Rozmowa z byłym szefem MON dotyczyła w dużej mierze jego następcy Antoniego Macierewicza, którego auto wzięło udział ostatnio w kolizji. Czy minister może wszystko? - Nie może wszystkiego, nikt na sygnale nie może wszystkiego – mówił Siemoniak. - Bardzo rzadko korzystałem z tego typu przywilejów, a minimalizowanie tego wygląda słabo – dodał.
- To prasa podała już kiedyś, że minister jeździ na dwa samochody. Co do zasady, ja jeździłem jednym samochodem. Nie ma powodów do bizantyjskich kolumn – powiedział Siemoniak.
Według Siemoniaka powinna sprawę wyjaśnić prokuratura, ale cywilna, bo na wojskową mógłby mieć wpływ szef MON. - To taki test dla prokuratury, dla Żandarmerii Wojskowej. Wolałbym, żeby zajmowała się tym cywilna prokuratura – oceniał Siemoniak. - Komunikaty, które mówią, że była zła pogoda i było ślisko, nie odpowiadają temu co się stało.

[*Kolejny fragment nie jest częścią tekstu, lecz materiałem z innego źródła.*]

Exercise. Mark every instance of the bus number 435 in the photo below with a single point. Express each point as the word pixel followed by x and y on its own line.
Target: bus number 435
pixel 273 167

Siemoniak powiedział, że można się wszystkiego spodziewać po ministrze Macierewiczu. - Mnie już nic nie zaskakuje w jego zachowaniu. Może kłamać w Sejmie i nikogo to nie obchodzi, może trzymać rzecznika, który zachowuje się, tak jak się zachowuje. Brak słowa przepraszam, czy jakiejkolwiek empatii jest straszny. Nie ponosi odpowiedzialności za to co robi w armii, jest chaos, są różne zapowiedzi – mówił Siemoniak. - Jarosław Kaczyński nie dostrzega zagrożenia, jakie niesie osoba Antoniego Macierewicza.